Baarmoedermond - Begin van de baarmoeder.
Balzak - Hierin zitten de zaadballen en bijballen.
Bevruchting - Versmelten van de kern van de eicel met de kern van de zaadcel; vindt plaats in de eileider.
Bijballen - Hierin worden de zaadcellen opgeslagen.
Celdifferentiatie - Verschillende cellen verschillen in vorm en grootte.
Celspecialisatie - Verschillende cellen verschillen in functie.
Chromosomen - Soort draden in de kernen van cellen; bevatten de hele 'bouwbeschrijving' van een organisme.
Chromosomenparen - Elk chromosoom komt twee keer voor.
Condoom - Voorbehoedsmiddel; soort zakje dat bij een zaadlozing het sperma opvangt; condooms beschermen tegen soa's.
DNA - Onderdeel van een chromosoom; DNA bevat de 'bouwbeschrijving' voor alle erfelijke eigenschappen van een organisme.
Diploïd - Als in een cel elk chromosoom in tweevoud aanwezig is.
Echo - Vorm van prenataal onderzoek waarbij de baby door middel van geluidsgolven zichtbaar is.
Eicel - Voortplantingscel van een vrouw.
Eierstokken - Hierin rijpen de eicellen.
Eileider - Vervoert de eicel naar de baarmoeder; in de eileider(s) vindt de bevruchting plaats.
Eiwitten - Bouwstoffen voor je lichaam en stoffen die eigenschappen bepalen, bijvoorbeeld je oogkleur.
Embryo - Zo heet het bolletje cellen dat innestelt in het baarmoederslijmvlies, tot twaalf weken zwangerschap.
Erectie - De penis wordt stijf doordat de zwellichamen zich met bloed vullen.
Erfelijke aandoening - Aandoening die vastligt op de genen; het erft van ouders op kinderen over.
Erfelijke eigenschappen - Eigenschap die vastligt in de genen, ouders kunnen deze doorgeven aan hun kinderen.
Fenotype - Dat wat je ziet van een eigenschap, bijvoorbeeld zwart haar.
Gen - Klein stukje van een chromosoom.
Genoom - Alle genen van een organisme.
Genotype - Informatie van de twee allelen voor een eigenschap.

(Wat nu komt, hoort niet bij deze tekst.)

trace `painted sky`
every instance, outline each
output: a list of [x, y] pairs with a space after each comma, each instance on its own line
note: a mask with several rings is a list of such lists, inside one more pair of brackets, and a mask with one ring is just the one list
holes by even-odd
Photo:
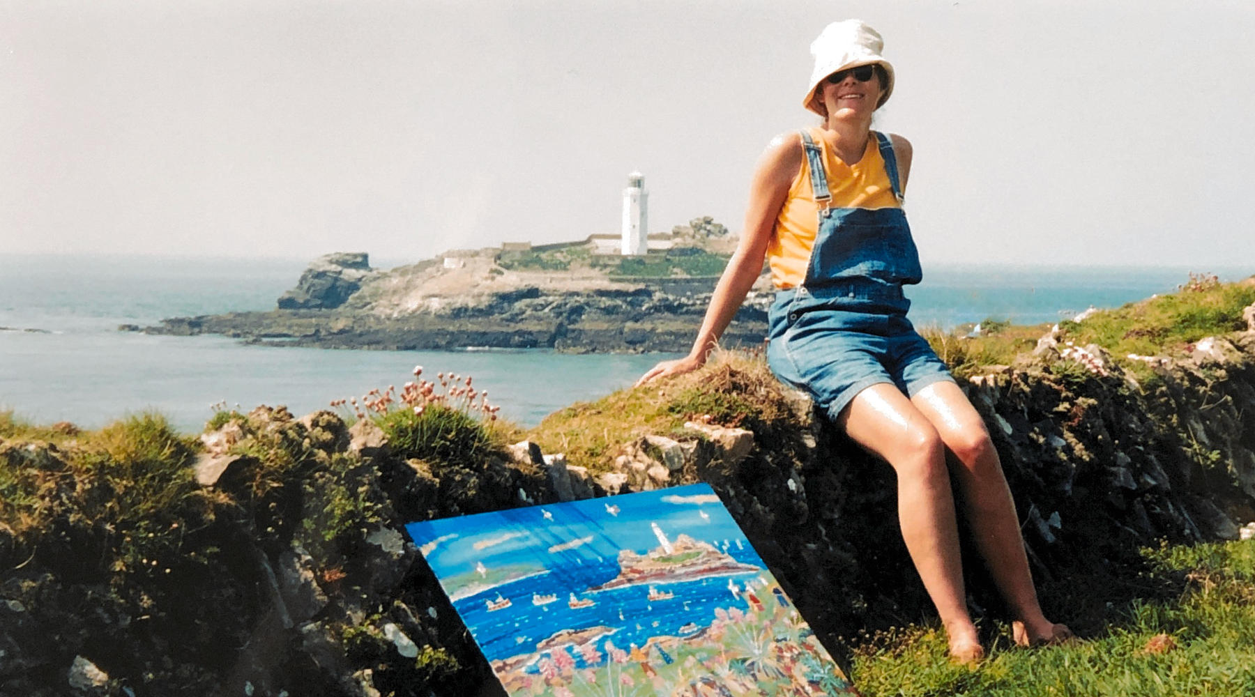
[[0, 254], [574, 239], [634, 169], [651, 231], [739, 231], [850, 16], [926, 263], [1255, 258], [1249, 0], [0, 1]]
[[471, 572], [479, 562], [489, 568], [516, 563], [551, 567], [575, 557], [614, 559], [621, 549], [645, 553], [659, 547], [650, 528], [654, 521], [673, 542], [681, 532], [705, 542], [744, 539], [705, 484], [446, 518], [407, 528], [443, 577]]

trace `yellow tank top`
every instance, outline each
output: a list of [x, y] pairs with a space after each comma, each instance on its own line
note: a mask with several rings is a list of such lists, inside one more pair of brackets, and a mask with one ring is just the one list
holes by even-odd
[[[890, 186], [889, 173], [885, 172], [885, 158], [880, 154], [875, 132], [867, 134], [863, 157], [855, 164], [841, 162], [818, 128], [811, 129], [811, 138], [823, 154], [832, 208], [901, 207]], [[811, 247], [814, 246], [818, 226], [820, 204], [811, 191], [811, 160], [803, 154], [802, 169], [789, 184], [788, 198], [776, 217], [776, 229], [767, 243], [767, 263], [777, 288], [801, 286], [806, 280], [806, 267], [811, 262]]]

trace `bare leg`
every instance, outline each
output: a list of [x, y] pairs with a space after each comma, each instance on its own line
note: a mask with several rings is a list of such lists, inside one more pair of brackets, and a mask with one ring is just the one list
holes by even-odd
[[954, 495], [940, 435], [890, 384], [858, 392], [841, 412], [840, 424], [855, 443], [897, 471], [902, 539], [941, 616], [950, 656], [964, 663], [979, 661], [984, 649], [968, 614]]
[[1015, 613], [1013, 634], [1022, 646], [1063, 641], [1072, 632], [1042, 614], [1024, 553], [1015, 501], [1003, 475], [998, 450], [980, 415], [954, 382], [935, 382], [911, 402], [932, 424], [954, 454], [955, 479], [963, 490], [964, 515], [971, 523], [976, 549], [998, 590]]

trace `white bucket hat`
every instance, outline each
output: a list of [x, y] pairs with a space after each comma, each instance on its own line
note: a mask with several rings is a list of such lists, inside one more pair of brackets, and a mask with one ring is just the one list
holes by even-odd
[[880, 102], [876, 103], [878, 109], [894, 92], [894, 66], [880, 55], [884, 49], [885, 40], [861, 19], [835, 21], [825, 26], [820, 38], [811, 43], [814, 70], [811, 71], [811, 86], [806, 90], [802, 105], [821, 117], [825, 115], [816, 94], [816, 89], [825, 78], [846, 68], [880, 64], [885, 68], [889, 80], [881, 85], [885, 88], [885, 94], [880, 95]]

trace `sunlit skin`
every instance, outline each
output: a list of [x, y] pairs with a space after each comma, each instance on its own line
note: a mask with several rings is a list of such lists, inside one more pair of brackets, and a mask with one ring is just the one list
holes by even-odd
[[[820, 83], [821, 109], [826, 113], [823, 138], [847, 164], [857, 163], [867, 149], [882, 89], [878, 73], [865, 83], [853, 75]], [[911, 144], [901, 135], [890, 138], [905, 189]], [[750, 183], [744, 233], [715, 286], [693, 350], [683, 359], [658, 364], [638, 385], [705, 364], [758, 278], [776, 218], [803, 157], [793, 134], [779, 135], [767, 147]], [[953, 659], [973, 663], [984, 657], [984, 649], [965, 602], [950, 474], [963, 494], [963, 514], [971, 523], [976, 549], [1015, 613], [1015, 642], [1032, 646], [1071, 637], [1065, 626], [1042, 613], [998, 451], [958, 385], [935, 382], [910, 399], [892, 384], [872, 385], [855, 396], [837, 421], [855, 443], [897, 473], [902, 538], [946, 628]]]

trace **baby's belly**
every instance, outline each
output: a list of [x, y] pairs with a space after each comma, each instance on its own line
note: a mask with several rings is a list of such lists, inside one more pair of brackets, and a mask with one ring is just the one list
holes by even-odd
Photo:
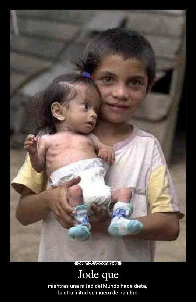
[[97, 156], [94, 152], [81, 153], [70, 152], [70, 154], [64, 156], [51, 157], [47, 160], [47, 170], [48, 176], [50, 175], [54, 171], [62, 167], [79, 161], [90, 158], [97, 158]]

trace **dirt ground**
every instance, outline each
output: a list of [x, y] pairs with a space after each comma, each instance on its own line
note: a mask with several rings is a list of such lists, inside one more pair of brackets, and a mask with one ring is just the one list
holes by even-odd
[[[178, 146], [179, 147], [179, 146]], [[186, 157], [178, 149], [169, 170], [179, 201], [185, 212], [186, 208]], [[10, 179], [12, 180], [23, 164], [25, 153], [22, 151], [10, 151]], [[15, 217], [19, 195], [10, 190], [10, 262], [36, 262], [37, 258], [41, 222], [27, 226], [21, 225]], [[185, 262], [186, 220], [180, 221], [180, 232], [175, 241], [157, 242], [155, 262]]]

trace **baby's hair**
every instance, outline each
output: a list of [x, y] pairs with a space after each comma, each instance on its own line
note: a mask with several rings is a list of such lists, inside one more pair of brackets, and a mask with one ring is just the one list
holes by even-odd
[[88, 85], [93, 87], [101, 98], [97, 86], [90, 78], [74, 73], [59, 76], [45, 89], [36, 93], [33, 97], [33, 105], [35, 105], [37, 112], [36, 113], [36, 135], [44, 129], [47, 129], [51, 134], [56, 132], [55, 124], [60, 121], [52, 115], [51, 110], [52, 104], [55, 102], [60, 104], [65, 103], [68, 108], [69, 102], [77, 94], [78, 92], [75, 85], [77, 84]]
[[104, 57], [116, 54], [122, 55], [125, 60], [135, 58], [142, 61], [146, 66], [148, 85], [152, 83], [155, 77], [155, 62], [151, 45], [137, 31], [124, 28], [111, 28], [96, 35], [76, 62], [76, 68], [92, 74]]

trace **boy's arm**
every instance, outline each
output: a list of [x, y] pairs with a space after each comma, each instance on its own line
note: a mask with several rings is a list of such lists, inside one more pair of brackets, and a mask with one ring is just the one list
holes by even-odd
[[43, 135], [38, 141], [37, 137], [30, 134], [24, 142], [24, 149], [29, 152], [31, 164], [37, 172], [42, 172], [45, 167], [46, 136]]
[[107, 161], [109, 164], [113, 162], [115, 159], [115, 153], [112, 147], [102, 143], [94, 134], [91, 133], [89, 136], [92, 139], [98, 156]]
[[[92, 215], [90, 217], [92, 232], [108, 233], [108, 228], [111, 219], [103, 210], [98, 209], [98, 206], [93, 204], [92, 209], [96, 209], [96, 216]], [[98, 218], [99, 219], [98, 220]], [[143, 239], [145, 240], [173, 241], [177, 238], [179, 233], [179, 217], [176, 213], [155, 213], [143, 217], [135, 218], [143, 225], [141, 232], [137, 234], [127, 235], [125, 237], [130, 239]]]
[[24, 186], [16, 210], [17, 219], [27, 226], [43, 219], [52, 211], [62, 226], [73, 226], [76, 222], [70, 213], [75, 213], [75, 211], [68, 203], [68, 190], [80, 181], [80, 177], [76, 177], [58, 188], [48, 189], [38, 194]]

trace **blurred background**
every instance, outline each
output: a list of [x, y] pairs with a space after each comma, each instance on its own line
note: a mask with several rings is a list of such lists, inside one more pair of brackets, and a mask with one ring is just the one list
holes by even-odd
[[[26, 135], [34, 122], [31, 96], [74, 62], [97, 33], [119, 27], [137, 30], [151, 43], [156, 61], [152, 91], [131, 120], [161, 145], [185, 212], [186, 198], [185, 10], [10, 10], [10, 179], [23, 164]], [[36, 262], [41, 222], [24, 226], [15, 217], [19, 195], [10, 191], [10, 260]], [[173, 242], [157, 243], [155, 262], [186, 261], [186, 219]]]

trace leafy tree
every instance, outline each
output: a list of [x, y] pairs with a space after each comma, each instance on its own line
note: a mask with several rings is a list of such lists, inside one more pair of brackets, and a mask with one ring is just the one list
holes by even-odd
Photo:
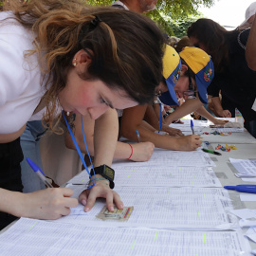
[[[110, 6], [113, 2], [113, 0], [86, 1], [92, 6]], [[198, 15], [197, 9], [200, 5], [210, 8], [213, 4], [214, 0], [158, 0], [155, 9], [149, 11], [146, 15], [159, 24], [169, 35], [181, 34], [177, 30], [183, 29], [182, 27], [185, 27], [187, 23], [193, 22], [188, 17]], [[170, 19], [175, 22], [170, 23]], [[181, 28], [177, 28], [179, 25]]]

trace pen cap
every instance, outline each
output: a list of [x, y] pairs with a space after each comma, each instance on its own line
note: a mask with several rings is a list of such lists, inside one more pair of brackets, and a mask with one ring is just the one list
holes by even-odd
[[224, 189], [226, 190], [232, 190], [235, 191], [236, 186], [225, 186]]

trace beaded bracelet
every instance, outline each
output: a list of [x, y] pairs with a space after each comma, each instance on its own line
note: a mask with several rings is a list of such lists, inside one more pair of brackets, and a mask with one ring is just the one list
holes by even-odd
[[[109, 183], [110, 183], [110, 182], [109, 182], [109, 180], [106, 179], [106, 178], [96, 178], [96, 182], [97, 182], [97, 180], [99, 180], [99, 181], [106, 180], [106, 181], [108, 181], [108, 183], [105, 183], [105, 185], [108, 185], [108, 186], [109, 186]], [[89, 183], [90, 183], [91, 181], [93, 181], [93, 180], [90, 179], [86, 185], [89, 185]]]
[[127, 143], [130, 147], [131, 147], [131, 149], [132, 149], [132, 153], [131, 153], [131, 155], [130, 155], [130, 156], [127, 158], [127, 159], [130, 159], [131, 157], [132, 157], [132, 155], [133, 155], [133, 154], [134, 154], [134, 149], [133, 149], [133, 146], [131, 145], [131, 144], [129, 144], [129, 143]]

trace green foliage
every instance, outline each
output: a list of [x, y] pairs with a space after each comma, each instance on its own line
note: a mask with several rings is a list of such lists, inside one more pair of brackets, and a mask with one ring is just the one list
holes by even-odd
[[[86, 3], [92, 6], [110, 6], [114, 1], [87, 0]], [[210, 8], [213, 4], [214, 0], [158, 0], [155, 9], [146, 15], [169, 35], [179, 36], [183, 35], [184, 31], [186, 33], [185, 28], [194, 21], [192, 17], [198, 15], [197, 9], [200, 5]]]

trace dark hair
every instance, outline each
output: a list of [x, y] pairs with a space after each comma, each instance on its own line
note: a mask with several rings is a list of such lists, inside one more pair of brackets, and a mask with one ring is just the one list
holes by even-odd
[[[74, 55], [93, 52], [84, 80], [100, 79], [112, 89], [122, 89], [143, 104], [152, 101], [162, 76], [164, 38], [149, 18], [114, 8], [85, 7], [82, 0], [7, 1], [5, 9], [35, 32], [41, 67], [49, 74], [46, 116], [52, 122], [58, 94], [66, 83]], [[92, 21], [101, 19], [95, 25]]]
[[188, 36], [182, 37], [174, 46], [174, 48], [176, 50], [176, 52], [181, 52], [182, 49], [186, 46], [192, 46], [192, 43], [190, 41], [190, 38]]
[[229, 64], [228, 40], [238, 33], [238, 30], [228, 31], [210, 19], [199, 19], [187, 30], [189, 37], [194, 37], [204, 45], [205, 50], [211, 56], [216, 72], [223, 72]]

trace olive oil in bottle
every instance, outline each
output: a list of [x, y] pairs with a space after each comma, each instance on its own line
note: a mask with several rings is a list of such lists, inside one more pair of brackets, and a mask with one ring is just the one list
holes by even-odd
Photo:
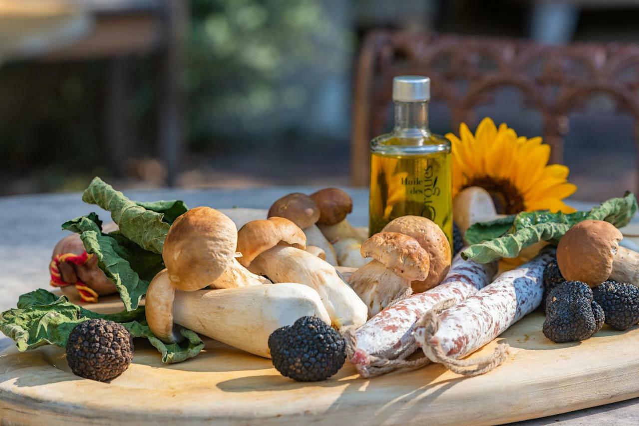
[[452, 246], [450, 142], [428, 129], [430, 79], [393, 79], [395, 127], [371, 141], [369, 232], [400, 216], [428, 217]]

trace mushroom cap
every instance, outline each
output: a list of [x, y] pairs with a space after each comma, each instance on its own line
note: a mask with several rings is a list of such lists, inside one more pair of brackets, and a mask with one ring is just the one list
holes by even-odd
[[166, 269], [158, 272], [149, 284], [144, 298], [144, 313], [149, 328], [160, 340], [175, 343], [180, 339], [173, 324], [175, 286]]
[[442, 282], [450, 268], [452, 253], [446, 234], [436, 223], [421, 216], [401, 216], [389, 222], [381, 230], [410, 235], [428, 252], [430, 271], [426, 280], [413, 281], [415, 292], [424, 292]]
[[315, 225], [320, 219], [320, 208], [306, 194], [293, 193], [277, 200], [268, 209], [268, 217], [284, 217], [302, 229]]
[[612, 223], [587, 219], [574, 225], [557, 245], [557, 265], [564, 278], [596, 287], [608, 280], [624, 237]]
[[162, 256], [169, 278], [179, 290], [203, 288], [231, 264], [237, 228], [229, 217], [210, 207], [195, 207], [169, 229]]
[[470, 186], [459, 191], [452, 200], [452, 217], [463, 235], [473, 224], [496, 219], [497, 210], [488, 191]]
[[238, 262], [248, 267], [253, 259], [282, 242], [304, 250], [306, 235], [299, 226], [284, 217], [251, 221], [238, 231], [237, 251], [242, 254]]
[[339, 188], [324, 188], [311, 194], [320, 208], [318, 223], [332, 225], [339, 223], [353, 211], [351, 196]]
[[326, 260], [326, 252], [321, 247], [317, 246], [307, 246], [306, 251], [313, 256], [317, 256], [322, 260]]
[[428, 276], [431, 260], [428, 252], [417, 240], [398, 232], [380, 232], [362, 243], [360, 253], [372, 257], [410, 281], [422, 281]]

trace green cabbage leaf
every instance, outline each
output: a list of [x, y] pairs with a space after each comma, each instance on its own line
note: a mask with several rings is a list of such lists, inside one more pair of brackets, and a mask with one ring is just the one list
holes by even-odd
[[481, 264], [516, 257], [522, 249], [539, 241], [557, 244], [573, 225], [581, 221], [606, 221], [621, 228], [630, 222], [636, 211], [635, 194], [626, 192], [623, 197], [611, 198], [587, 212], [522, 212], [476, 223], [464, 235], [466, 242], [471, 245], [461, 252], [461, 256]]

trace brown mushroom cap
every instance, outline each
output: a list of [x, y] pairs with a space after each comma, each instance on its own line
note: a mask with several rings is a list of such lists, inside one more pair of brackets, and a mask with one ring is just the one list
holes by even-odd
[[428, 276], [431, 260], [428, 252], [412, 237], [397, 232], [380, 232], [362, 243], [360, 253], [372, 257], [410, 281]]
[[166, 269], [158, 272], [151, 280], [144, 297], [144, 313], [151, 331], [163, 342], [174, 343], [178, 340], [173, 324], [175, 286]]
[[302, 250], [306, 248], [306, 235], [300, 227], [288, 219], [273, 216], [251, 221], [238, 231], [238, 258], [244, 267], [268, 249], [286, 243]]
[[305, 229], [320, 219], [320, 209], [306, 194], [293, 193], [277, 200], [268, 209], [268, 217], [284, 217]]
[[324, 188], [311, 194], [320, 208], [318, 223], [332, 225], [339, 223], [353, 211], [351, 196], [339, 188]]
[[557, 265], [564, 278], [596, 287], [608, 280], [624, 237], [612, 223], [585, 220], [564, 234], [557, 245]]
[[426, 280], [413, 281], [415, 292], [424, 292], [442, 282], [450, 268], [451, 253], [448, 238], [437, 224], [421, 216], [402, 216], [389, 222], [381, 230], [410, 235], [428, 252], [430, 271]]
[[162, 256], [175, 287], [192, 291], [209, 285], [224, 272], [236, 244], [233, 221], [210, 207], [195, 207], [173, 222]]

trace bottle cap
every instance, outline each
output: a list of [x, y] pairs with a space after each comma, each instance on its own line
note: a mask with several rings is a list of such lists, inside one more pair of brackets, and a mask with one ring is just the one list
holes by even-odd
[[401, 102], [431, 100], [431, 79], [422, 75], [398, 75], [393, 79], [393, 100]]

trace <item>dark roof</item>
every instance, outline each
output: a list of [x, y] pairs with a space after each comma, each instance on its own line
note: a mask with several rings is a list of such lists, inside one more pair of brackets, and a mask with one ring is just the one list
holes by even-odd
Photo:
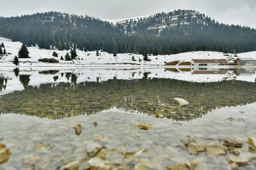
[[226, 59], [192, 59], [195, 63], [220, 63], [221, 64], [227, 64]]
[[245, 60], [245, 61], [256, 61], [253, 58], [237, 58], [236, 60]]

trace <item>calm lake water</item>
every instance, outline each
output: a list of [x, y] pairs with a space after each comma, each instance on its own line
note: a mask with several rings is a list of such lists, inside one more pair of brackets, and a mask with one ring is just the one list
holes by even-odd
[[[166, 169], [188, 160], [195, 169], [230, 169], [230, 150], [191, 155], [180, 143], [188, 136], [207, 146], [234, 138], [243, 143], [239, 157], [248, 159], [239, 169], [255, 169], [247, 138], [256, 136], [255, 79], [254, 69], [0, 68], [0, 143], [11, 153], [4, 161], [0, 153], [0, 169], [70, 162], [89, 169], [94, 157], [110, 167], [99, 169]], [[134, 126], [141, 124], [152, 129]]]
[[[256, 101], [255, 69], [20, 68], [0, 73], [2, 113], [55, 119], [115, 106], [188, 120]], [[189, 104], [177, 107], [175, 97]]]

Geslachtschromosomen - Het X- en het Y-chromosoom die het geslacht bepalen; voor een man XY en voor de vrouw XX.
Haploïd - Als een cel van elk chromosomenpaar slechts één exemplaar bevat.
Hormoonstaafje - Voorbehoedsmiddel; een klein staafje dat onder de huid geplaatst wordt en hormonen afgeeft waardoor er geen eicel rijpt.
Hypofyse - Hormoonklier die onder aan de hersenen zit; maakt hormonen die het ontstaan van secundaire geslachtskenmerken regelt.
Innesteling - Het bolletje cellen dat na de bevruchting is ontstaan, gaat vastzitten in het baarmoederslijmvlies.
Meiose - Deling waarbij geslachtscellen ontstaan met de helft van het aantal chromosomen van een gewone cel.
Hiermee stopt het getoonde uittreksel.